Unlike cutaneous melanoma, UV exposure is not a factor. Causes include genetic mutations (KIT, NRAS more common than BRAF), chronic inflammation, and possibly HPV. Risk factors include older age and immunosuppression. In 2025, studies show mucosal immune responses contribute to aggressive growth.
Diagnosis involves anoscopy, biopsy with immunohistochemistry (S100, HMB-45 positive), and imaging (MRI, PET) for staging. Molecular testing for KIT/NRAS guides therapy. In 2025, liquid biopsies and AI-assisted endoscopy improve early detection, though most cases present at stage III-IV.
Surgery (wide local excision or abdominoperineal resection) is primary, with sphincter-preserving excision preferred for early cases. Immunotherapy (nivolumab, pembrolizumab) achieves 30% response in advanced disease. Targeted therapies (imatinib for KIT mutations) and radiation palliate symptoms. In 2025, combination immunotherapy improves response to 40%.

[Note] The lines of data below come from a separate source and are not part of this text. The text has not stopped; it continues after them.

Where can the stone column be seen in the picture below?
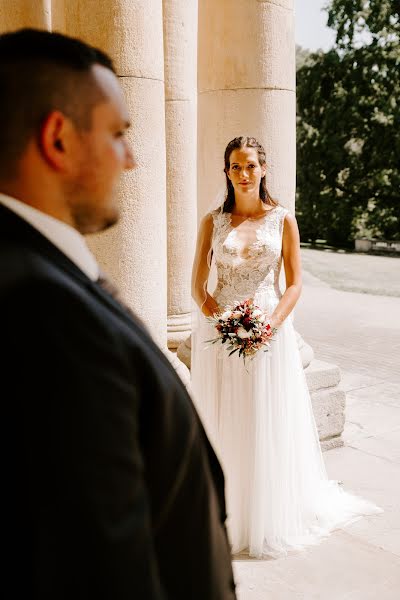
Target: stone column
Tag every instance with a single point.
(135, 251)
(16, 14)
(180, 68)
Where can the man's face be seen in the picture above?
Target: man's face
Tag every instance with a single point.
(102, 154)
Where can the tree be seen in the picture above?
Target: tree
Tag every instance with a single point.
(348, 148)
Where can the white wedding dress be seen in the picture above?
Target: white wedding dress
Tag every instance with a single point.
(259, 416)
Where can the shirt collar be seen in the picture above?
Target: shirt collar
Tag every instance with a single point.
(63, 236)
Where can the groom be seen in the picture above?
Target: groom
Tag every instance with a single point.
(111, 487)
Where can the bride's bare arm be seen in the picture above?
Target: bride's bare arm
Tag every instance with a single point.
(292, 264)
(201, 268)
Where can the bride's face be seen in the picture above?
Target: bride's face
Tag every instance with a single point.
(245, 171)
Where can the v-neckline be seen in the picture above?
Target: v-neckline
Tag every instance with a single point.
(260, 219)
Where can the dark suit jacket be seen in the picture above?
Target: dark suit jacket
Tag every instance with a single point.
(112, 489)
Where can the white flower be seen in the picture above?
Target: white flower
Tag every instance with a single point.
(226, 315)
(243, 334)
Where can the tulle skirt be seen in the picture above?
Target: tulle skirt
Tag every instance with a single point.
(259, 419)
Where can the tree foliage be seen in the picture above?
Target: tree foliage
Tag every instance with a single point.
(348, 177)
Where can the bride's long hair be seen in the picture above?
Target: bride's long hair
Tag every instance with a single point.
(236, 144)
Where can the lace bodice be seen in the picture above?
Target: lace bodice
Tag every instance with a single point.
(254, 272)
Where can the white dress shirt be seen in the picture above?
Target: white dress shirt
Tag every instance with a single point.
(66, 238)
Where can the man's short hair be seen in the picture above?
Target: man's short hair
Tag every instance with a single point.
(42, 71)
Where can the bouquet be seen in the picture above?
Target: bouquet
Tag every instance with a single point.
(244, 328)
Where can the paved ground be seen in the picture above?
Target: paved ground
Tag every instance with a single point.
(361, 333)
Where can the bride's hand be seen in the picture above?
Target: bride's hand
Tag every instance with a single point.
(210, 307)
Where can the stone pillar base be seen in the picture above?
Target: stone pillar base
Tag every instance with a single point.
(185, 350)
(328, 402)
(178, 329)
(179, 367)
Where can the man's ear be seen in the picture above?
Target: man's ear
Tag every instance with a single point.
(56, 139)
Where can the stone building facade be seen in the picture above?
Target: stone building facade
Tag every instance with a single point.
(196, 73)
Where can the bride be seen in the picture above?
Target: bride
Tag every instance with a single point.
(259, 417)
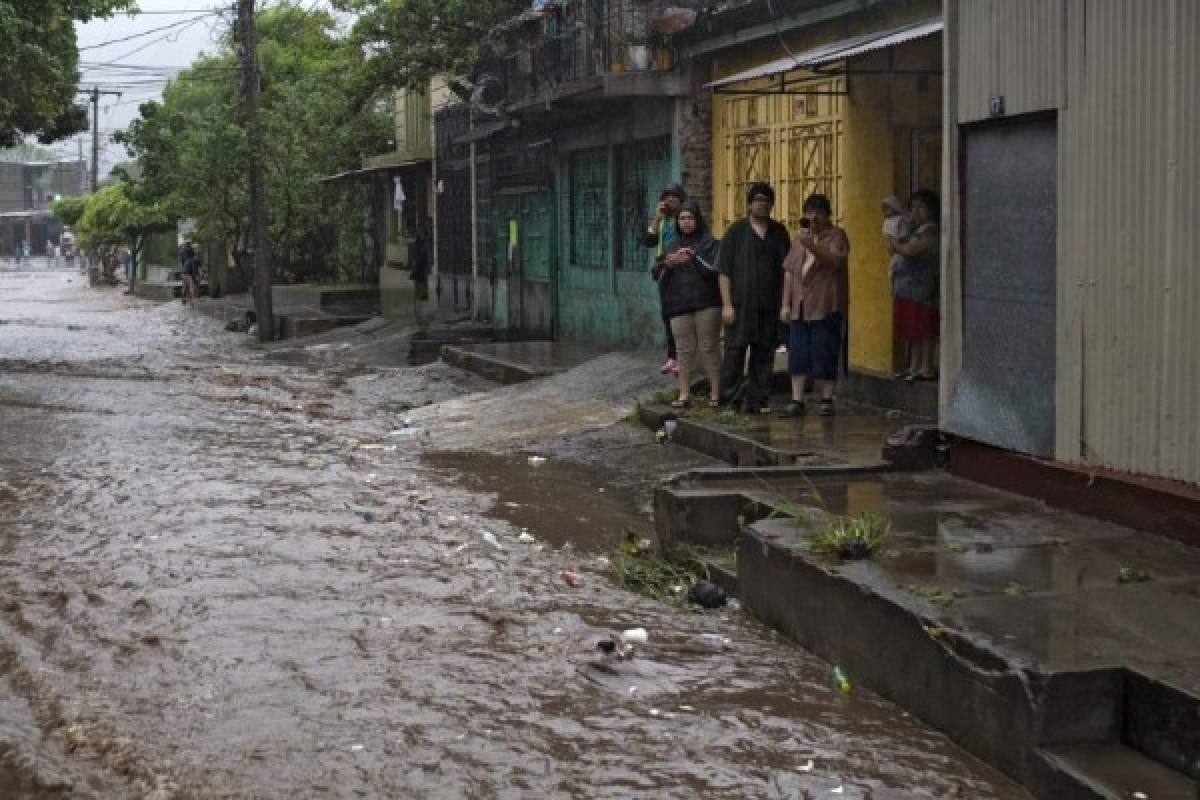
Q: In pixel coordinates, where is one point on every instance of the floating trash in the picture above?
(635, 636)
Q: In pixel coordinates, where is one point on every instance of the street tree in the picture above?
(40, 64)
(115, 216)
(70, 210)
(317, 118)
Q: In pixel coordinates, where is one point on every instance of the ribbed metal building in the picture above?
(1071, 253)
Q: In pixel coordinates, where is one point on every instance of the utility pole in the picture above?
(95, 133)
(258, 248)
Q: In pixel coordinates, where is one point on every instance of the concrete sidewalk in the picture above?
(1057, 648)
(1060, 649)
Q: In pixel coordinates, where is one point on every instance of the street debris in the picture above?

In 2025, 5-year survival is 15-20% due to late diagnosis. Immunotherapy and early screening raise survival to 30% in select cases. By 2030, novel KIT inhibitors, oncolytic viruses, and AI-driven diagnostics could achieve 40% survival, with focus on early detection in high-risk groups.
The information for anorectal melanoma is derived from NCI’s “Melanoma Treatment (PDQ®)” for anorectal melanoma-specific details; PMC’s “Anorectal Melanoma: Clinical and Molecular Features” for causes and diagnostic methods; JAMA Oncology’s “Advances in Mucosal Melanoma Therapy” for 2025 treatment updates; Mayo Clinic’s “Anal Cancer” for overlapping symptom insights; and WebMD’s “Melanoma” for general melanoma context.